Hodges-Lehmann Ratio Estimator vs. Bhattacharyya's Scale Ratio Estimator

Date Tags

Previously, I discussed an idea of a ratio estimator based on the Hodges-Lehmann estimator. This idea looks so simple and natural that I was sure that it must have already been proposed and studied. However, when I started to search for it, it turned out that it was not as easy as I expected. Moreover, some papers attribute this idea to Bhattacharyya, which is not accurate. In this post, we discuss the difference between these two approaches.

The Hodges-Lehmann ratio estimator

For two samples $\mathbf{x} = ( x_1, x_2, \ldots, x_n )$ and $\mathbf{y} = ( y_1, y_2, \ldots, y_m )$, the classic Hodges-Lehmann location shift estimator $\operatorname{HL}$ is defined as follows:

$$ \operatorname{HL}(\mathbf{x}, \mathbf{y}) = \underset{1 \leq i \leq n,\,\, 1 \leq j \leq m}{\operatorname{median}} \left(x_i - y_j \right). $$

It seems natural to extend this idea and estimate the ratio between two samples as the median of the ratios of their elements. We call this approach the Hodges-Lehmann ratio estimator $\operatorname{HLR}$:

$$ \operatorname{HLR}(\mathbf{x}, \mathbf{y}) = \underset{1 \leq i \leq n,\,\, 1 \leq j \leq m}{\operatorname{median}} \left(x_i / y_j \right). $$

This ratio estimator can also be obtained from the classic location shift estimator using the log transformation:

$$ \operatorname{HLR}(\mathbf{x}, \mathbf{y}) = \exp \bigl( \operatorname{HL}(\log \mathbf{x}, \log \mathbf{y}) \bigr). $$

This approach is applicable only for distribution with positive support. Therefore, we assume that $x_i, y_j > 0$. If the second distribution is a scaled version of the first one ($k\cdot Y = X$), the ratio estimator estimates the scale ratio factor $k$.

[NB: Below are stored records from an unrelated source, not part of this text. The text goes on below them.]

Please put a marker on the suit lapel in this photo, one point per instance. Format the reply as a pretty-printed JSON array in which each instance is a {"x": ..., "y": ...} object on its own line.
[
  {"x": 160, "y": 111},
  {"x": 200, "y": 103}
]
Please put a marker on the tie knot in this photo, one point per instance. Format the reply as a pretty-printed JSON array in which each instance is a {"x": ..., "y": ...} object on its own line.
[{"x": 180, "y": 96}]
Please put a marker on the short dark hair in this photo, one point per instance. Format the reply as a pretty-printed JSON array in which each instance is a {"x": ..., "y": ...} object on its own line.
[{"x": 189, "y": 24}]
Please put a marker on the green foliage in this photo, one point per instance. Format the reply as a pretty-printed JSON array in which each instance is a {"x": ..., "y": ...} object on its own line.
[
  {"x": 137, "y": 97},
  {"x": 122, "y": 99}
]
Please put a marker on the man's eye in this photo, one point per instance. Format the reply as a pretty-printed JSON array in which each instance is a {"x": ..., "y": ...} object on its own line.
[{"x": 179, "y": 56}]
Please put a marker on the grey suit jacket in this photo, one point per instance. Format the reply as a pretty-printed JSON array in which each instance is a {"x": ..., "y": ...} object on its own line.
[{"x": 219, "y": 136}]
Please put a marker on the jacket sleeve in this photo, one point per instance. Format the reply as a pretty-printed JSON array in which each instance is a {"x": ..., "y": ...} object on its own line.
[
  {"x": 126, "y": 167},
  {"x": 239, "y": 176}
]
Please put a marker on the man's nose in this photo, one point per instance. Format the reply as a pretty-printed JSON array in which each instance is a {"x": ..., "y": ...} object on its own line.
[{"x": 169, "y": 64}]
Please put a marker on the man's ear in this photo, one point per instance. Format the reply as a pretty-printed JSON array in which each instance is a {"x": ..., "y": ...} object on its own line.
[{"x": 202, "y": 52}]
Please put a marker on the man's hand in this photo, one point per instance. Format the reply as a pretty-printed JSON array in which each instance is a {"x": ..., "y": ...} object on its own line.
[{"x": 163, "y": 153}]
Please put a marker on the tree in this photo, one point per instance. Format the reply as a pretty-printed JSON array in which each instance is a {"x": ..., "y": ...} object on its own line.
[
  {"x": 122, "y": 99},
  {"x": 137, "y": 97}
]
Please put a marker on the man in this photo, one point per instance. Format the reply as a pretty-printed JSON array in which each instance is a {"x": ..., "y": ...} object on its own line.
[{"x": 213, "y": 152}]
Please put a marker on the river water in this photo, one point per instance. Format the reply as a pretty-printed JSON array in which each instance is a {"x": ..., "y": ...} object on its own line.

Bhattacharyya’s scale ratio estimator

In [bhattacharyya1977], a similar idea is considered. However, the paper investigates not the ratio of random variables but the ratio of their scale parameters. This approach is shift-invariant and, therefore, ignores the actual absolute values of the random variables. In Section 2, the author specifies an assumption of zero medians for both distributions:

$$ \operatorname{median}(X) = \operatorname{median}(Y) = 0. $$

Next, they introduce a definition of a relevant pair $(x_i, y_j)$. In each relevant pair, both $x_i$ and $y_j$ should be both positive or both negative. Finally, they introduce estimator $\hat{\Delta}$ defined as the median of ratios among only relevant pairs:

$$ \hat{\Delta}(\mathbf{x}, \mathbf{y}) = \underset{\substack{1 \leq i \leq n,\,\, 1 \leq j \leq m, \\ x_i \cdot y_j > 0}}{\operatorname{median}} \left( \frac{x_i}{y_j} \right). $$

Conclusion

It is easy to see that $\operatorname{HLR} \neq \hat{\Delta}$ in the general case. While they can be consistent in the case of pure scale transform ($k\cdot Y = X$), they estimate different parameters. The Hodges-Lehmann ratio estimator estimates the ratio between variable values from two distributions, while Bhattacharyya’s scale ratio estimator estimates the ratio between the scale parameters of these distributions.

References

  • [Lehmann1963]
    Hodges, J. L., and E. L. Lehmann. “Estimates of Location Based on Rank Tests.” The Annals of Mathematical Statistics 34, no. 2 (June 1963): 598–611.
    DOI: 10.1214/aoms/1177704172
  • [Bhattacharyya1977]
    Bhattacharyya, Helen T. “Nonparametric Estimation of Ratio of Scale Parameters.” Journal of the American Statistical Association 72, no. 358 (June 1977): 459–63.
    DOI: 10.1080/01621459.1977.10481021
  • [Padgett1982]
    Padgett, W. J., and L. J. Wei. “Estimation of the Ratio of Scale Parameters in the Two Sample Problem with Arbitrary Right Censorship.” Biometrika 69, no. 1 (1982): 252–56.
    DOI: 10.1093/biomet/69.1.252
  • [Price1996]
    Price, Robert Martin Jr. “Estimating the Ratio of Medians: Theory and Applications.” University of Wyoming, 1996.